We do not really need statistics to show us how the value of virginity in North America has changed since the 1950s. We can instead look at popular culture. Recall the lyrics to the Everly Brothers’ 1957 hit “Wake Up Little Susie,” which tell the story of a couple who fell asleep in a movie theater and missed their curfew: “We fell asleep, our goose is
cooked, our reputation is shot.” The song clearly demonstrates the social ostracism associated with having premarital sex at that time. Now contrast that tale of woe with Rod Stewart’s “Tonight’s the Night (Gonna Be Alright),” released in 1976. The lyrics implore a virgin to yield to her desire for her lover, to “spread your wings and let me come inside.” There’s no shame in sex, and no one will stop them.
For many women in our study, virginity was considered neither sacred nor valuable. Several viewed it as something they just wanted to be done with—like taking a dose of bad-tasting cough medicine:
I sort of felt like I just wanted to get it [virginity] over with. It was fine and now I have that out of the way.
—heterosexual woman, age 25
Other women said it was something they wanted to do to fit in with their peers:
I lost my virginity at seventeen because I felt like everyone else I knew was having sex and the idea of going to college a virgin was not what everyone else was doing. I was kind of scared at the time, but in retrospect I honestly don’t regret it.
—heterosexual woman, age 21
When I was in high school, I was the last of my friends to lose her virginity. Most of them had had sex by thirteen and at sixteen I was far behind them.

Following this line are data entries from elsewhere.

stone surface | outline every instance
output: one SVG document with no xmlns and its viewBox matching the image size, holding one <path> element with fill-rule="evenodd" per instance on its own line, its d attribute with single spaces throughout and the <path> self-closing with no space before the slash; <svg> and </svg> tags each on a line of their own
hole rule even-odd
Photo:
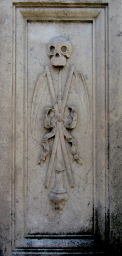
<svg viewBox="0 0 122 256">
<path fill-rule="evenodd" d="M 2 1 L 1 24 L 1 255 L 119 253 L 121 1 Z"/>
</svg>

So in order to prove that I was not afraid of sex or intimacy, I had sex—if only to tell them I did.
—heterosexual woman, age 27
Perhaps in reaction to this cavalier attitude toward virginity among many American women, virginity—to be or not to be—has today made its way into the political realm. Former president George W. Bush approved a one-billion-dollar abstinence campaign. Although it was targeted at both men and women, many believe it was primarily intended to reinforce the idea that sex outside of marriage is a bad thing for women—regardless of how safe or consensual it might be. Slogans such
as “Would you eat a cookie that already had a bite out of it?” were intended to shame people into remaining virgins until marriage. Young people who completed abstinence programs wore silver rings to display publicly their vows of chastity. But was the program successful at changing young people’s sexual habits? The results released by the U.S. Department of Health and Human Services in 2007 showed no evidence that the programs actually affected rates of sexual abstinence.
Of course, not every American woman wants to lose her virginity as soon as possible or before she gets married. A woman’s attitude toward her own and other women’s virginity is undeniably influenced by cultural and religious expectations. Cross-cultural studies of sexuality reveal important differences in both these attitudes and the rates of premarital intercourse, even between ethnic groups living in the same country. To some extent, a woman’s feelings depend on how acculturated or enmeshed she has become with the prevailing North American assumption, reflected in mass-media depictions of sexuality and most women’s actual behavior, that women have sex before marriage.